I’ve had my copies of Anti-Oedipus and A Thousand Plateaus for a long time. They’ve been paged through over and over again. I’ve read through them in high school (understanding nothing), college (understanding a little), and graduate school (understanding a little more). They’re still books, but now they’re archives of me.
It is weird to see what has changed. High school me read with a heavy-flowing, wide-tipped pen and underlined every political passage in Anti-Oedipus with wild abandon. I remember making the lowest possible score without failing in a math class my final semester in high school because I was working through A Thousand Plateaus. I have no idea what I got out of it other than a 90% underlined “Micropolitics and Segmentarity.” In any case, as Deleuze and Guattari write in “Rhizome,” the books caught me up in themselves. They crept through me and changed how I thought. When I was sixteen, I was reading them not as philosophy, but as wildly evocative fiction, nonfiction, as an announcement of totally weird shit involving history and Nietzsche and apparatuses. I was enthralled with a story about philosophy bound up in a lecture by Professor Challenger, who slowly explained big and strange concepts to me while slowly becoming a monster. It was exciting and new and encouraged me, via philosophy and critical theory, to be where I am today.
They have a material history. I was able to purchase Anti-Oedipus because I scraped together cash over a very long time. Then my friend drove me thirty minutes away to the nearest bookstore, where I spent something like $30 on it.

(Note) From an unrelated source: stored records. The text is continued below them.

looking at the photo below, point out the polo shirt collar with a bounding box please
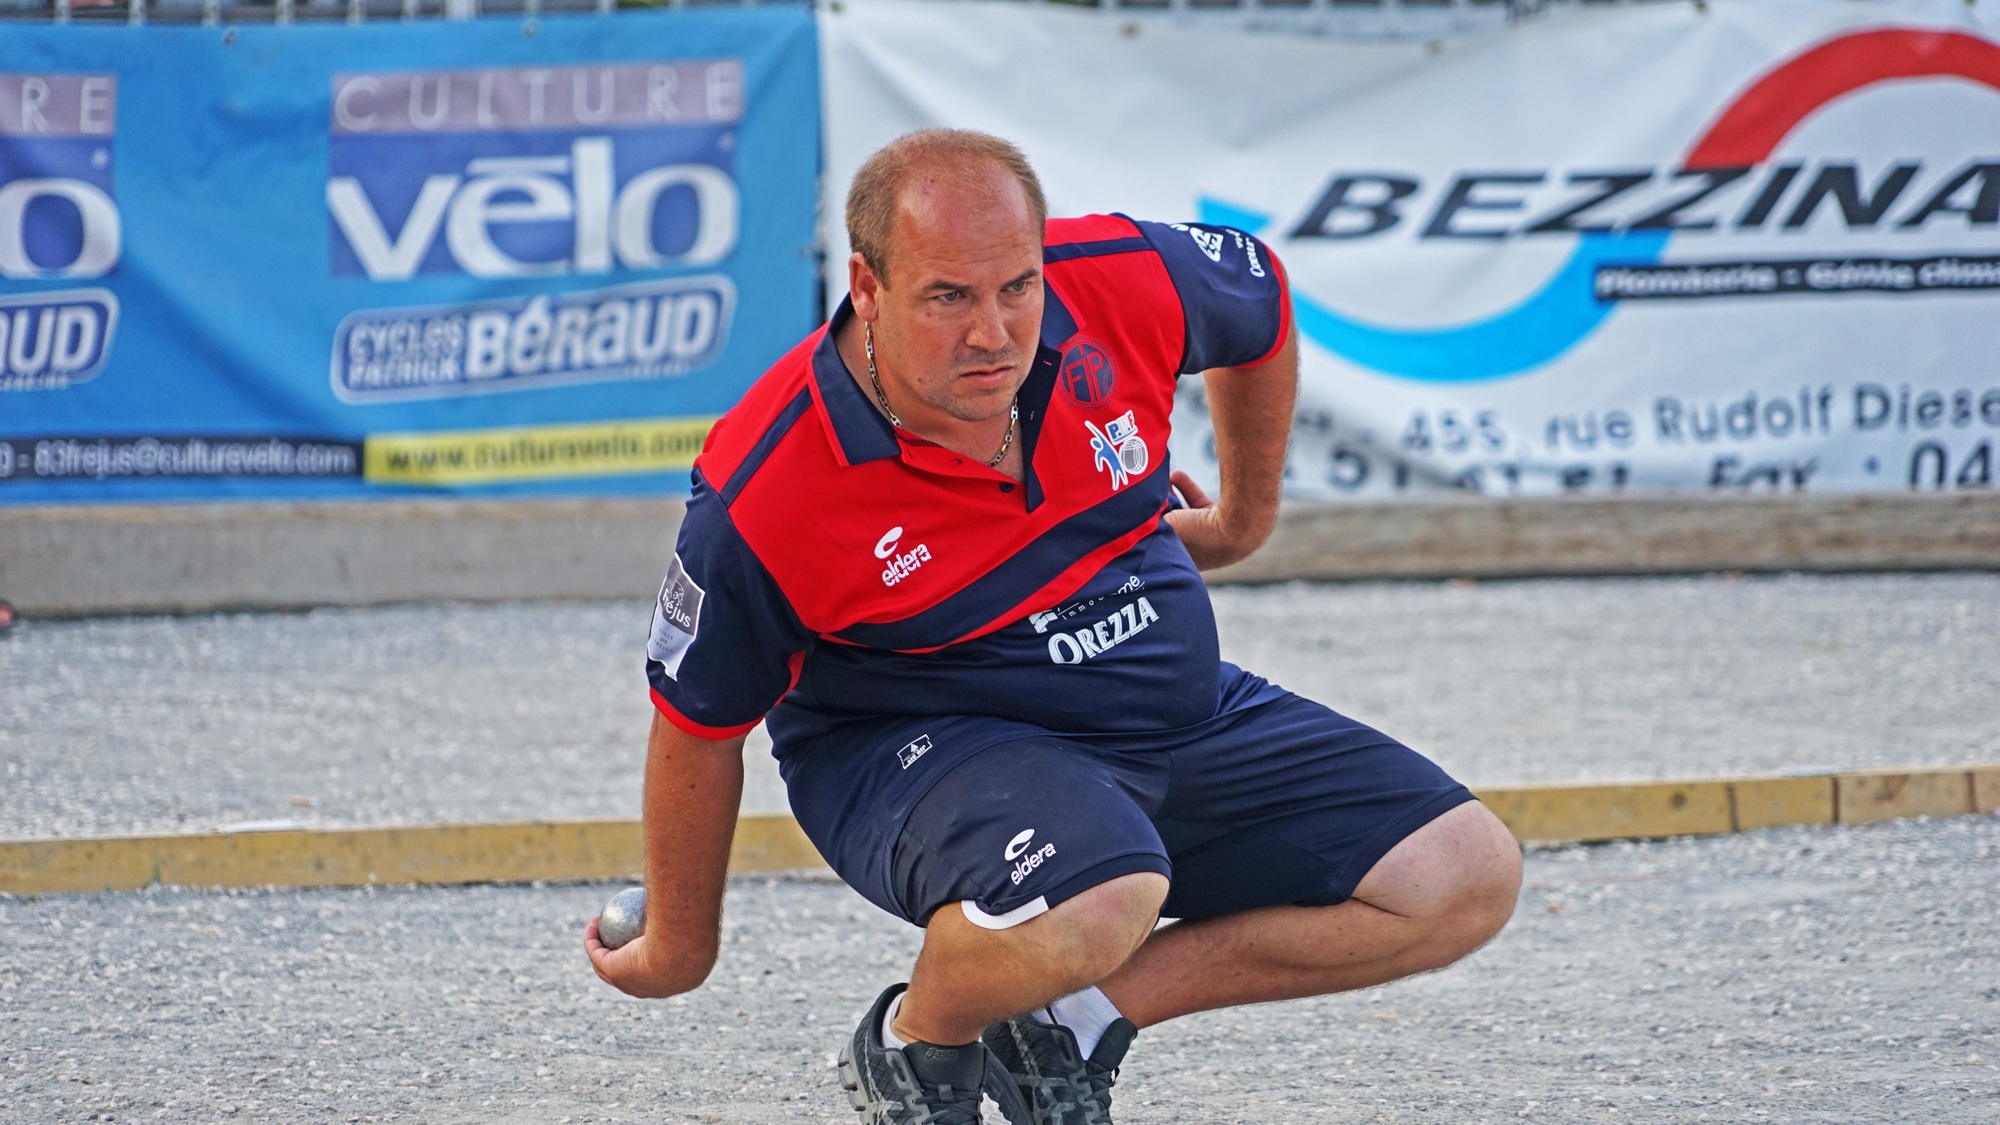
[811,288,1083,468]
[811,298,901,466]
[1039,283,1079,350]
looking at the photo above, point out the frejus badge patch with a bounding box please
[647,552,705,679]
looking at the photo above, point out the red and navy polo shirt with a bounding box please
[646,213,1291,747]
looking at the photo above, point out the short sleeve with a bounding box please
[1132,219,1291,375]
[645,471,812,739]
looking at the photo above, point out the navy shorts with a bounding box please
[778,677,1476,929]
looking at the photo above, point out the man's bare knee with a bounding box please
[1353,802,1521,966]
[1009,871,1168,981]
[1445,812,1522,946]
[1419,807,1521,966]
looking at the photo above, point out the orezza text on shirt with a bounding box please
[1045,596,1160,665]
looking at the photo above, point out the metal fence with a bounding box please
[4,0,1637,32]
[15,0,807,26]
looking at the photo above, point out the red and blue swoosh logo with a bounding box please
[1210,28,2000,383]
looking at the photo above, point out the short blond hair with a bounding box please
[845,129,1047,287]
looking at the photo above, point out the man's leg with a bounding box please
[848,735,1174,1048]
[888,799,1519,1042]
[825,733,1173,1122]
[1099,799,1521,1026]
[857,703,1514,1124]
[891,872,1167,1047]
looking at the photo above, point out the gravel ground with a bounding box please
[2,815,1995,1124]
[2,573,1997,838]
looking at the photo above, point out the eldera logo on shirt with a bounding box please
[1046,596,1160,665]
[1004,829,1056,886]
[874,525,931,587]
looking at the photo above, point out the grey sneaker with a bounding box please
[838,983,1032,1124]
[982,1013,1136,1125]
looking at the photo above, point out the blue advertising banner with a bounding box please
[0,10,820,503]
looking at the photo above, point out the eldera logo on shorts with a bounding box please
[1046,596,1161,665]
[325,61,742,402]
[0,75,122,392]
[1004,829,1056,886]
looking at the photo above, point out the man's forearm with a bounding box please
[1190,327,1298,567]
[638,712,748,993]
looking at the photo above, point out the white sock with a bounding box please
[880,992,908,1049]
[1035,986,1122,1059]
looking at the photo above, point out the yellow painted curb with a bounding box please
[1729,775,1836,832]
[1975,766,2000,816]
[1478,766,1994,843]
[0,815,816,897]
[0,769,1992,897]
[1475,780,1736,843]
[1836,768,1978,825]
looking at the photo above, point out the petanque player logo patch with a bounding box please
[646,553,704,679]
[1085,410,1148,491]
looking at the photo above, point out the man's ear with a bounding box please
[848,252,884,321]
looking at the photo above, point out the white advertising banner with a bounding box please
[821,0,2000,501]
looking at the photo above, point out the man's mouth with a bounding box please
[955,365,1015,391]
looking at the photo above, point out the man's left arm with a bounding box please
[1166,325,1297,571]
[1134,218,1298,571]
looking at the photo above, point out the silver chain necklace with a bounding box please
[866,322,1017,469]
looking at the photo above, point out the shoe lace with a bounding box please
[1076,1061,1118,1124]
[1017,1030,1117,1125]
[916,1082,986,1125]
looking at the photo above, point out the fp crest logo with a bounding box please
[1058,340,1114,408]
[1085,410,1148,491]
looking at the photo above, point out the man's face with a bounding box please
[850,165,1044,425]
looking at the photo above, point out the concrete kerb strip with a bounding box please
[0,816,823,898]
[2,765,1995,897]
[1482,765,2000,842]
[6,491,2000,616]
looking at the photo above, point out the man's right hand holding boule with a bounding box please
[584,714,746,1000]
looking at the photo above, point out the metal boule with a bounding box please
[598,886,646,951]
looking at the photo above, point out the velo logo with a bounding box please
[327,61,742,281]
[0,75,122,392]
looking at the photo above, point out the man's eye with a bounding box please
[935,291,963,304]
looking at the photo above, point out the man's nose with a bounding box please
[963,296,1009,353]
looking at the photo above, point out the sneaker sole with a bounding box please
[836,1042,867,1113]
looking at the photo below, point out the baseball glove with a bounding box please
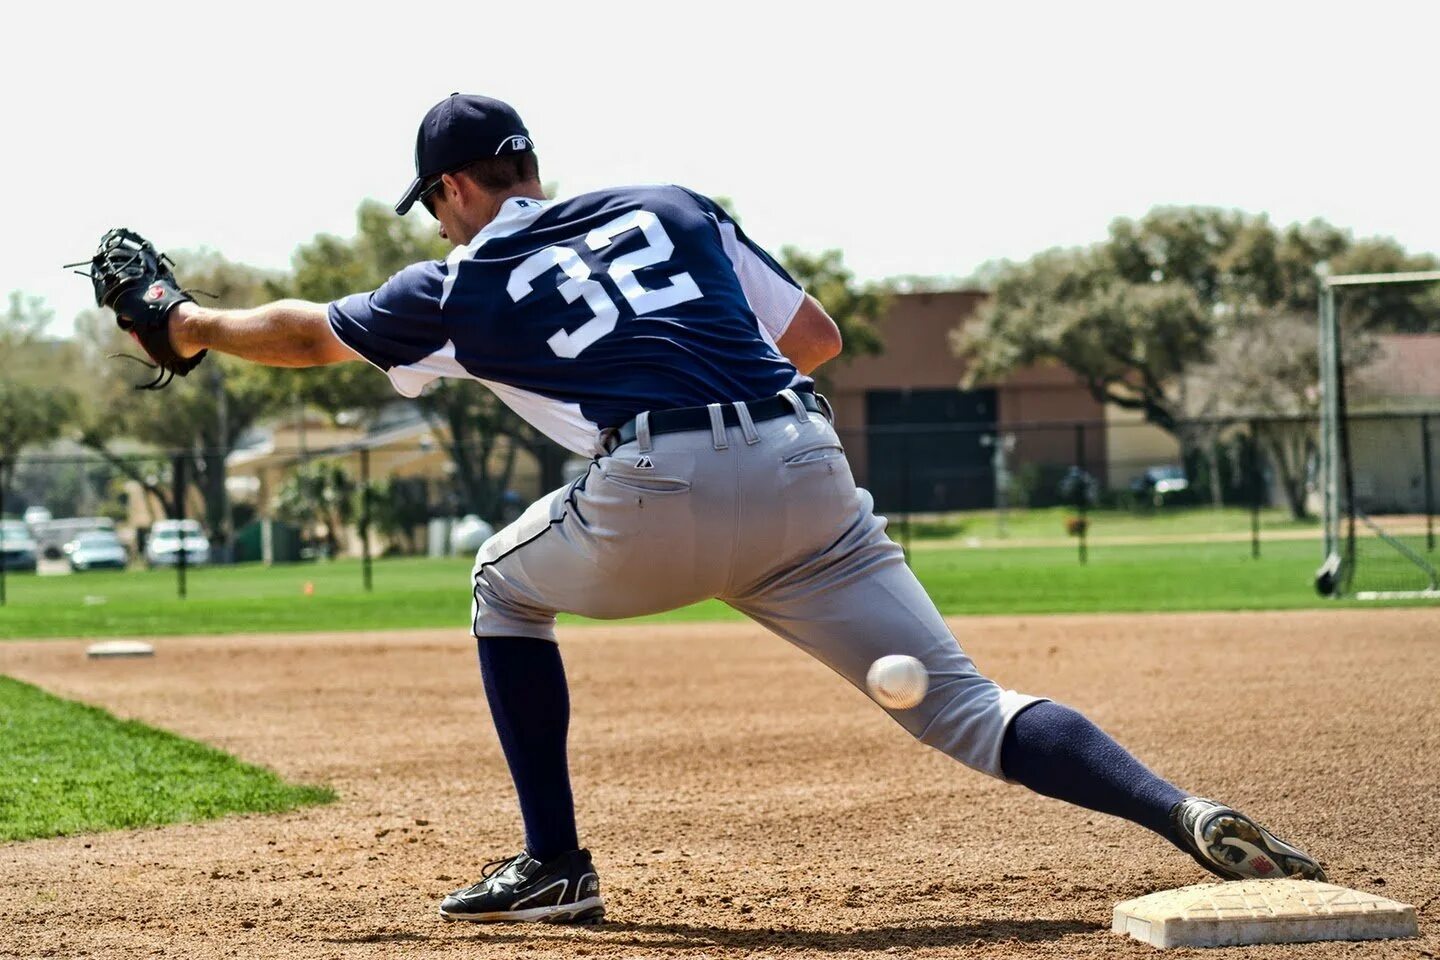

For some reason, he had water in the backseat floorboard of his car, and on the way home he stopped at a stop sign, causing the book to dunk right in it. It made me feel awful — the expenditure of $30 at that time might have been $100 — and the first few pages of the book are still discolored today.
The corners are all flipping up from being turned so often. They’re creased and folded from being put in bags, getting caught on fabric. They’re water damaged from coffee, water bottles, being stuck in backpacks when I’m walking in the rain. The edges are just grimy from being touched over and over and over again.
So I am retiring these copies.
and I bought these copies
One reason that I’m doing this is that I feel like I’m at the point where I need to come at these texts fresh. My original copies are so underlined and annotated that I have problems seeing the text as text and not as a set of prearranged arguments that I’ve outlined for myself.
Another reason is that I think these new copies, published by Bloomsbury, are just better. A Thousand Plateaus is a difficult book, and the cramped text of the Minnesota didn’t do anything to help with that. The Bloomsbury books are laid out in a new way, with a well-spaced font that gives you space to, you know, think about what is actually on the pages.
Comparisons really quickly:
I apologize for the awful pictures, but the first image is from the Minnesota edition of A Thousand Plateaus. The second two are from the Bloomsbury edition. The opening picture is on a separate page, the text isn’t as cramped, and there’s some neat layout stuff going on (and the number for the subheading is removed).
In any case, I’m excited to read these books again in these editions.